Como sabemos, a linguagem escrita não traduz a realidade, é tão-somente um recurso humano aproximado para apoiar a comunicação. Parece-me assim, que os “exageros” decorrentes de uma leitura literal, que põe na boca de Jesus um incentivo à passividade, possam ser interpretados como um recurso estilístico conducente à evidenciação da ideia de que a capacidade de se dar, de partilhar deve ser em relação a tudo (veja-se a passagem bíblica do pai que é chamado a entregar o seu filho), pois nada é verdadeiramente nosso - somos de Deus.
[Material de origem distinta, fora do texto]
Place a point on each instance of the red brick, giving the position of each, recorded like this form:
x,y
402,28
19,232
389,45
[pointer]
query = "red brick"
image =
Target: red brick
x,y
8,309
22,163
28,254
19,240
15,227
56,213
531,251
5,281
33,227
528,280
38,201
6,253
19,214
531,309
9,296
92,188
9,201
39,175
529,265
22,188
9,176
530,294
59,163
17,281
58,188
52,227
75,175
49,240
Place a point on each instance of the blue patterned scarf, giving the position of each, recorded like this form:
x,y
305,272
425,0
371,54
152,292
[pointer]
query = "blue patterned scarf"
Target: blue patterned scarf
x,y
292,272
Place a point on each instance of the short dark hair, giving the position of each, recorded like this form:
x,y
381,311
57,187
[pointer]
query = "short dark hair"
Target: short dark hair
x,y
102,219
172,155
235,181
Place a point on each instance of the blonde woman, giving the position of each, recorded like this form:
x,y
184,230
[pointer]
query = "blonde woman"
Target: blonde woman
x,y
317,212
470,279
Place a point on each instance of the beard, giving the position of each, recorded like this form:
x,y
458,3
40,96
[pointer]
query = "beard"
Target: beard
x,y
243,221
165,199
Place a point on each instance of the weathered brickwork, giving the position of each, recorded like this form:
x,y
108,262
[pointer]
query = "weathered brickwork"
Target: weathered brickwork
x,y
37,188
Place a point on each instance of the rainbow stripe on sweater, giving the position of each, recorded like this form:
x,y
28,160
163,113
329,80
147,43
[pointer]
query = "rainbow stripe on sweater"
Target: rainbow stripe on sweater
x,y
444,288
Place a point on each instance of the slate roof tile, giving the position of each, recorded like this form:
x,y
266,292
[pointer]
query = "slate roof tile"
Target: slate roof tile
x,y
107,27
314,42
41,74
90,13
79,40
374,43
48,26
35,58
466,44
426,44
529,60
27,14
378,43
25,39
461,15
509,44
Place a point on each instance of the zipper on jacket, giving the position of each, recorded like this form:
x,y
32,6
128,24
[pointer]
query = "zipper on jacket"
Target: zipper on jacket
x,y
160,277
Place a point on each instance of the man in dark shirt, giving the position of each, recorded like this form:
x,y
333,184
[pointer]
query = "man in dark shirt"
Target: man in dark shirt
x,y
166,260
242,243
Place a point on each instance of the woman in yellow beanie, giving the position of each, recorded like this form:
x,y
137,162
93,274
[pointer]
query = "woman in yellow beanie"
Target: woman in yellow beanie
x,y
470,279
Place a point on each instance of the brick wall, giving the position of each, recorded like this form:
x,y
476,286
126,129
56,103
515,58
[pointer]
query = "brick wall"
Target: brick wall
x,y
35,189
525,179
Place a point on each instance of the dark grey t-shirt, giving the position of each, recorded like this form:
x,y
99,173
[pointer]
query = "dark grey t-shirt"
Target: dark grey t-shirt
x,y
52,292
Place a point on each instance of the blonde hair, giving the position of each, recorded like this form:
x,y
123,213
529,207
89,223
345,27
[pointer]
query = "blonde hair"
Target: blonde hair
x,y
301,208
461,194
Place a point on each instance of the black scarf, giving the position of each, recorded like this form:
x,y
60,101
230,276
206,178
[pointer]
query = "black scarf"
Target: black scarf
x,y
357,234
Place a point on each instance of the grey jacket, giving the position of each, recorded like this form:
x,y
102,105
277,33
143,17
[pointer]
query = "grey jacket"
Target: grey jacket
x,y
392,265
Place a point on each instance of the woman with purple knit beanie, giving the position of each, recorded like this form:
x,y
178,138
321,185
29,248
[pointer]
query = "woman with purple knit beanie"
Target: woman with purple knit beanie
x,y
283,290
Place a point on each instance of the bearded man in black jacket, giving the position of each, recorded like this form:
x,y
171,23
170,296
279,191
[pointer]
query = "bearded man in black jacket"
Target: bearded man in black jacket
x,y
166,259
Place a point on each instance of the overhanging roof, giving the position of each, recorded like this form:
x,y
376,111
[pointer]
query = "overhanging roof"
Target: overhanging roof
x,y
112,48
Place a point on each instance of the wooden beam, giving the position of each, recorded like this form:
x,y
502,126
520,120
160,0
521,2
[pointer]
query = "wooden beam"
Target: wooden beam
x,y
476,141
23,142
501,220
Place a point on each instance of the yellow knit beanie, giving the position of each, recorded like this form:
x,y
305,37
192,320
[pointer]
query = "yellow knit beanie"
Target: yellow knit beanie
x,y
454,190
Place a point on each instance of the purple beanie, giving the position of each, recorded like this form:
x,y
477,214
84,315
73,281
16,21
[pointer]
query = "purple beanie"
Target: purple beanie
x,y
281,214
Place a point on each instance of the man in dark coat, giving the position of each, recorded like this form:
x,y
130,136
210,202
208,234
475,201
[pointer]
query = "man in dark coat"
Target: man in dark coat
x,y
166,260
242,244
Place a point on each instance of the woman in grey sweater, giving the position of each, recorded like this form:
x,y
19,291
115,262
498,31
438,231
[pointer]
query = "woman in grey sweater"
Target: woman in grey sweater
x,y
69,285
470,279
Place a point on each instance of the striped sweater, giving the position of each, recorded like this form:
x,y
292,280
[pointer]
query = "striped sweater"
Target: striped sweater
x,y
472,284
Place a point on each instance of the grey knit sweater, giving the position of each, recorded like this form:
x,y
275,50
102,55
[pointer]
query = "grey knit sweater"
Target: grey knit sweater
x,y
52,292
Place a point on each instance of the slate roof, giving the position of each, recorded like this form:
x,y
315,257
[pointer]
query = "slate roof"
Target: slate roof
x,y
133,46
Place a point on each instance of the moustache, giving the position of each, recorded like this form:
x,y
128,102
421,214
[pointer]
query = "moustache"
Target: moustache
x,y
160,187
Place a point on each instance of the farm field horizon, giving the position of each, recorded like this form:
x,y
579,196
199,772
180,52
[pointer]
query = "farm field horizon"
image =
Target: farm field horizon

Enfim, vejo o exemplo e as orientações de correção de Jesus dados como uma lição, que devemos pôr em prática perante as injustiças, na luta pela liberdade e pela igualdade, o que não põe em causa a misericórdia e pressupõe uma enorme capacidade de perdoar.

E porque a ironia é uma arma mais forte do que a raiva, convém não esquecer:
"Nunca deixe de perdoar seus inimigos, nada os aborrece tanto."